D. Policy 1. What are the requirements for policy support during protection/restoration, e.g., restoration priority, preemption, etc. E. Signaling Mechanisms 1. What are the requirements on the signaling transport mechanism (e.g., in-band over SDH/SONET overhead bytes, out-of-band over an IP network, etc.) used to communicate restoration protocol messages between network elements? What are the bandwidth and other requirements on the signaling channels? 2. What are the requirements on fault detection/localization mechanisms (which is the prelude to performing restoration procedures) in the case of opaque and transparent optical networks?

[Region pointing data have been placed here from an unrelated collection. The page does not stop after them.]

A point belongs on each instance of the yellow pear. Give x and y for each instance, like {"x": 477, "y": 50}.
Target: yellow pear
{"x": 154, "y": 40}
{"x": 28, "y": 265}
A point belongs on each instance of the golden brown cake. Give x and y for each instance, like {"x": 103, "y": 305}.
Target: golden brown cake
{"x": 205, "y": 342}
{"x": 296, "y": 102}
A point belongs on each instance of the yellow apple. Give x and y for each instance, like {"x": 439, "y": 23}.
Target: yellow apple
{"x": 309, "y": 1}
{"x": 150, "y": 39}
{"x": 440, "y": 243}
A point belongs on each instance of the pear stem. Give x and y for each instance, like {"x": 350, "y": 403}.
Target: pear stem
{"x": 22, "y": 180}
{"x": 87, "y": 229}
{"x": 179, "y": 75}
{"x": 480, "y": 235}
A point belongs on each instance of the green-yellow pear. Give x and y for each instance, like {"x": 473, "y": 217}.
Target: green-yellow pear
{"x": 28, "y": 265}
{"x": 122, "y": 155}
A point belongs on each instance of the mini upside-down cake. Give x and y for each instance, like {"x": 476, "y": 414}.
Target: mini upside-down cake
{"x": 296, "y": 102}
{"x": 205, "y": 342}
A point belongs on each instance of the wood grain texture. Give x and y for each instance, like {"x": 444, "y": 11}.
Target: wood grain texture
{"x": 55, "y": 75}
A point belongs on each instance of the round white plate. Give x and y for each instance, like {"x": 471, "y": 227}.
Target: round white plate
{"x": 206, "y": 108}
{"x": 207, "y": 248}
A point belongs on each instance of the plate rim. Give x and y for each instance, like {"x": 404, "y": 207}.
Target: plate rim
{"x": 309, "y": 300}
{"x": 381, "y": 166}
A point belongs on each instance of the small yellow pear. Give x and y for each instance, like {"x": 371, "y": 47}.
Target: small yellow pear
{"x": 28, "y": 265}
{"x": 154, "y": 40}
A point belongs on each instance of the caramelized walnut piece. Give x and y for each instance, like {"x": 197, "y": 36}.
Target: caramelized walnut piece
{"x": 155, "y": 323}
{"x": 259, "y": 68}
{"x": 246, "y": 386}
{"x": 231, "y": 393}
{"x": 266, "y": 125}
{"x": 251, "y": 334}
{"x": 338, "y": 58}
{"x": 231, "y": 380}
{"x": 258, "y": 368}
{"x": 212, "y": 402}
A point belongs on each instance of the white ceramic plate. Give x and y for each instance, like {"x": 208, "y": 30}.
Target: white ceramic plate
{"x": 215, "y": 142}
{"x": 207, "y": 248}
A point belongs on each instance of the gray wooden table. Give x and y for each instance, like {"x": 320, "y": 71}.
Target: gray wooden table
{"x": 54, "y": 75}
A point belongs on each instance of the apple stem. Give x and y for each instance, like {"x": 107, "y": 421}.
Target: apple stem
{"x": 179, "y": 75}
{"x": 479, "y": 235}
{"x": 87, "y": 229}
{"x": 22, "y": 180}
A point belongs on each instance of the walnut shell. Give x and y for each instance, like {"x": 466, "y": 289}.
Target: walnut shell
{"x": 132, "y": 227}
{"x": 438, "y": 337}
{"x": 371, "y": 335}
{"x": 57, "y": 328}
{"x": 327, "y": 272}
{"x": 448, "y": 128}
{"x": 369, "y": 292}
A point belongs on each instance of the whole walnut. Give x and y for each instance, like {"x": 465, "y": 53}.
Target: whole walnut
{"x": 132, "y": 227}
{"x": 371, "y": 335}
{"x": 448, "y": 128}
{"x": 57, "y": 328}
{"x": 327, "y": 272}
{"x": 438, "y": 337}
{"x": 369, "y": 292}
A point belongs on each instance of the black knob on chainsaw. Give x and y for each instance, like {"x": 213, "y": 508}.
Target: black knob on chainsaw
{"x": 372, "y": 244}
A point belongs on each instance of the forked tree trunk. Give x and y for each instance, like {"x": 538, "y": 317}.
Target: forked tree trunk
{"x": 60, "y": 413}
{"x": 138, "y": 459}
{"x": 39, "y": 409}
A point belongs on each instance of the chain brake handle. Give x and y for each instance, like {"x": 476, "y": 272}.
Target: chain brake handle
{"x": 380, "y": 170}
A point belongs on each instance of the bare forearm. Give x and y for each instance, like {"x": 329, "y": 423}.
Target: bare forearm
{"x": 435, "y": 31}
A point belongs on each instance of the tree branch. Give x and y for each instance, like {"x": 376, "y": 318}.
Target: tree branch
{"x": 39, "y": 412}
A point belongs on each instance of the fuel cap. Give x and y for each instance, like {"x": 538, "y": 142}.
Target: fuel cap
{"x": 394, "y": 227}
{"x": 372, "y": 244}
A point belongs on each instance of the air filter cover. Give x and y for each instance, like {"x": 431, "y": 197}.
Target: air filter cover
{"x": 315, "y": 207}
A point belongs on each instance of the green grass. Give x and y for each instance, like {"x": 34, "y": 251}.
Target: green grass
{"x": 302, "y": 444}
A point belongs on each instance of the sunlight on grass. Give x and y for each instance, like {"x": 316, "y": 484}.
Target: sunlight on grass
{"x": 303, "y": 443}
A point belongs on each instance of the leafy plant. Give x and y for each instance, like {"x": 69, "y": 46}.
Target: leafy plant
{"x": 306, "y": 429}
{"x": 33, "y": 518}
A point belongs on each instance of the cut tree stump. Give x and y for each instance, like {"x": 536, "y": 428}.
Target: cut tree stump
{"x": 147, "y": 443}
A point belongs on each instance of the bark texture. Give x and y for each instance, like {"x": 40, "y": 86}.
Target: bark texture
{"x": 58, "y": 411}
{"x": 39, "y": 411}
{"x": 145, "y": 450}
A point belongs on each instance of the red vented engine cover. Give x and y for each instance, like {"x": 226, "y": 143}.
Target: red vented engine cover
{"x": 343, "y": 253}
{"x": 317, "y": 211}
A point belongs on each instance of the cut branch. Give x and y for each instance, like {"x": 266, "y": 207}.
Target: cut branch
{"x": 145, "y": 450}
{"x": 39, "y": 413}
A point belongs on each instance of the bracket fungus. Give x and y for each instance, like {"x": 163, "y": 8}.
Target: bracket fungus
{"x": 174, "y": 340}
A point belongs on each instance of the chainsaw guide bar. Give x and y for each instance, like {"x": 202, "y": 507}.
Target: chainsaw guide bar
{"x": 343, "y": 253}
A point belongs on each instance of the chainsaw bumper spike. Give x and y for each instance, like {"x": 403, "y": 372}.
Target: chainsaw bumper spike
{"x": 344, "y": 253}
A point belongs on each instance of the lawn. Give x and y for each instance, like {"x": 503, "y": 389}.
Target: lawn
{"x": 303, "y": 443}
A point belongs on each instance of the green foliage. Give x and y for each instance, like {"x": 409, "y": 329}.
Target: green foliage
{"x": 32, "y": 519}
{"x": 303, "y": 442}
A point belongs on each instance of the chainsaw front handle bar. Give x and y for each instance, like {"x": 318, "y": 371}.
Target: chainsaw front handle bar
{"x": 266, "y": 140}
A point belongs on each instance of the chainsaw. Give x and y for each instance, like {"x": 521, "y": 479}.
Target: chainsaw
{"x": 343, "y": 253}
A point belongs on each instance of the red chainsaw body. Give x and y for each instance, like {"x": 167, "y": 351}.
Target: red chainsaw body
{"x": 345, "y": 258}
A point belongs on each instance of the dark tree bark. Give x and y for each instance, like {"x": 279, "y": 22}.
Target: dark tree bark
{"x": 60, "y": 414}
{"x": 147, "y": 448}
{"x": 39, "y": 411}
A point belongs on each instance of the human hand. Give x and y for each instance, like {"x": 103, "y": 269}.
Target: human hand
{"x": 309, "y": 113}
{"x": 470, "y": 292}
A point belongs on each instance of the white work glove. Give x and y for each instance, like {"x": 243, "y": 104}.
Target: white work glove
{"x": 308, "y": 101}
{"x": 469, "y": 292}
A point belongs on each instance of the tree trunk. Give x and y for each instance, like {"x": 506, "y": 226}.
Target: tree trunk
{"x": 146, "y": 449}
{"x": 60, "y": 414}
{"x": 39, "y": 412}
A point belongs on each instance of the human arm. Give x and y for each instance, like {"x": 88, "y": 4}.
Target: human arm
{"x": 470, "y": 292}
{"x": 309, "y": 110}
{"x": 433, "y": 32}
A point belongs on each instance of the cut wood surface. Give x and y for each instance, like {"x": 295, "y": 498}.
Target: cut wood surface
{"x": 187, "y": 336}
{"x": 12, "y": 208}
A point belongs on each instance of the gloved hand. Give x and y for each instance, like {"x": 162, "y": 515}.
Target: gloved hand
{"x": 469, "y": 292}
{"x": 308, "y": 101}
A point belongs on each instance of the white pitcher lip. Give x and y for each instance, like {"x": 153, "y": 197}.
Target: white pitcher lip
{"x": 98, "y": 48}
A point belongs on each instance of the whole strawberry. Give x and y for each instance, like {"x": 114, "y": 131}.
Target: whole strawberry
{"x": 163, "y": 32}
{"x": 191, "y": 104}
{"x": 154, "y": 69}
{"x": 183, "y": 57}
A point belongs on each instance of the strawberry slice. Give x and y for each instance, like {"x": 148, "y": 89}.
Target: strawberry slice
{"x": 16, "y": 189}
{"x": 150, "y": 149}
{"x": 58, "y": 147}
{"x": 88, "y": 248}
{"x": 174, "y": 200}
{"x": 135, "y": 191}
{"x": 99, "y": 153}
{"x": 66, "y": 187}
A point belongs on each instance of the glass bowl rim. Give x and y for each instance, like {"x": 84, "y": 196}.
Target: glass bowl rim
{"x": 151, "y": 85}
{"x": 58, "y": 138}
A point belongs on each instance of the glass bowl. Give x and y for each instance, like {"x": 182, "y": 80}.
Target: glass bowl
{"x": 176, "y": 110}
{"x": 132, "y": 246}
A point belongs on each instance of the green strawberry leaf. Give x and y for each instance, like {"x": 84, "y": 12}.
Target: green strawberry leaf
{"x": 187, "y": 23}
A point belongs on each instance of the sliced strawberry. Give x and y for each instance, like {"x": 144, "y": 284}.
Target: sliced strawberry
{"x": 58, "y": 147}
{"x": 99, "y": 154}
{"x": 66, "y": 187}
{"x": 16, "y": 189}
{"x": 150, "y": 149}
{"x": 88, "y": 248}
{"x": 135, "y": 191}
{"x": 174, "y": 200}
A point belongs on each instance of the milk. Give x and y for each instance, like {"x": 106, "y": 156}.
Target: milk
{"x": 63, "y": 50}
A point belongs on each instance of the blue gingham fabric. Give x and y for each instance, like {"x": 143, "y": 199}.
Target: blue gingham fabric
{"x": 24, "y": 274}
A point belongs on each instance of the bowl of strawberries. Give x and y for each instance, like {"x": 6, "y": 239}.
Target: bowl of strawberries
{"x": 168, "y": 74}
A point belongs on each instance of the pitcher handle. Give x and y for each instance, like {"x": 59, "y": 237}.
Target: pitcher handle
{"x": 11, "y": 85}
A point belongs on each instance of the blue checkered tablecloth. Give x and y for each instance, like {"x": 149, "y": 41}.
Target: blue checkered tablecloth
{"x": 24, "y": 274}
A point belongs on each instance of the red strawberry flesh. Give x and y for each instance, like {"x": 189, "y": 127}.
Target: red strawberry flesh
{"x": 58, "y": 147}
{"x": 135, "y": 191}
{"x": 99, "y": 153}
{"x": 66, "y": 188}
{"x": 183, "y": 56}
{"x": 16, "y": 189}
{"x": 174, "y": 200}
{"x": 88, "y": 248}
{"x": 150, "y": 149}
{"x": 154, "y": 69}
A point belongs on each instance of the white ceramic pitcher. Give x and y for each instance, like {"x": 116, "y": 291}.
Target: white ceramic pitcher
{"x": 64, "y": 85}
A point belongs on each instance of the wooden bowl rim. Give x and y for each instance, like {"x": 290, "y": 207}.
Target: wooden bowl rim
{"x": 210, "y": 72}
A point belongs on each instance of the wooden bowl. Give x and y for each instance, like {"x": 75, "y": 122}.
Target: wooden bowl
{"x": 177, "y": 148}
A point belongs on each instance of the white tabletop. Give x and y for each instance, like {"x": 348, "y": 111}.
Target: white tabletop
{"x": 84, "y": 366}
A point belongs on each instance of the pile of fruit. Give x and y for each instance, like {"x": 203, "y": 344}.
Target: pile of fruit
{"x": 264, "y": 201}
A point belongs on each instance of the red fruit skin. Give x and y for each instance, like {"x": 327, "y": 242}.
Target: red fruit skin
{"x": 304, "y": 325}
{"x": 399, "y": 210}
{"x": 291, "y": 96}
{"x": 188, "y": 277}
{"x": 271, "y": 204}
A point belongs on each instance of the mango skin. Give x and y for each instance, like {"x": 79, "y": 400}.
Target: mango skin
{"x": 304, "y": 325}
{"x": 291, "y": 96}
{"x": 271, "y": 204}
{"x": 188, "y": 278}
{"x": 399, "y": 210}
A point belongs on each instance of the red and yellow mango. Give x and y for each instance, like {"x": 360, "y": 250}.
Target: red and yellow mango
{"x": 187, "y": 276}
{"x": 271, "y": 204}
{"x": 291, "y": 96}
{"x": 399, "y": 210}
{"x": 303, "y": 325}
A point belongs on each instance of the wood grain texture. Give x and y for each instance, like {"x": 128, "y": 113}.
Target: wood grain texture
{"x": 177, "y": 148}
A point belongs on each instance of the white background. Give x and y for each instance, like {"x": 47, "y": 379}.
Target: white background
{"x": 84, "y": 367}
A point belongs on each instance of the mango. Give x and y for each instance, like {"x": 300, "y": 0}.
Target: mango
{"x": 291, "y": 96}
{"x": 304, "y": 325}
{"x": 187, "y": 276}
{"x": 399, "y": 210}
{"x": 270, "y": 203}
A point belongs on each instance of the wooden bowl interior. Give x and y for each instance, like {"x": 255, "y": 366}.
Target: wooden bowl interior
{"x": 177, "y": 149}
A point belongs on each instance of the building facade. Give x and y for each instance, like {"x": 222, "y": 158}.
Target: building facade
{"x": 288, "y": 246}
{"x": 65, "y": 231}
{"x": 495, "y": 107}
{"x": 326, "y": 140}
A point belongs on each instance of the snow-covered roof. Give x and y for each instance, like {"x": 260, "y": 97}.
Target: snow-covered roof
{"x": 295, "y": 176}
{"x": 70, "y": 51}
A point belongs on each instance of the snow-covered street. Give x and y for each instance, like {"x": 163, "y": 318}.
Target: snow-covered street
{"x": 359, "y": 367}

What are the requirements in the case of MPLS restoration? 3. What are the requirements on signaling protocols to be used in restoration procedures (e.g., high priority processing, security, etc)? 4. Are there any requirements on the operation of restoration protocols? F. Quantitative 1. What are the quantitative requirements (e.g., latency) for completing restoration under different protection modes (for both local and end-to-end protection)? G. Management 1. What information should be measured/maintained by the control plane at each network element pertaining to restoration events? 2. What are the requirements for the correlation between control plane and data plane failures from the restoration point of view?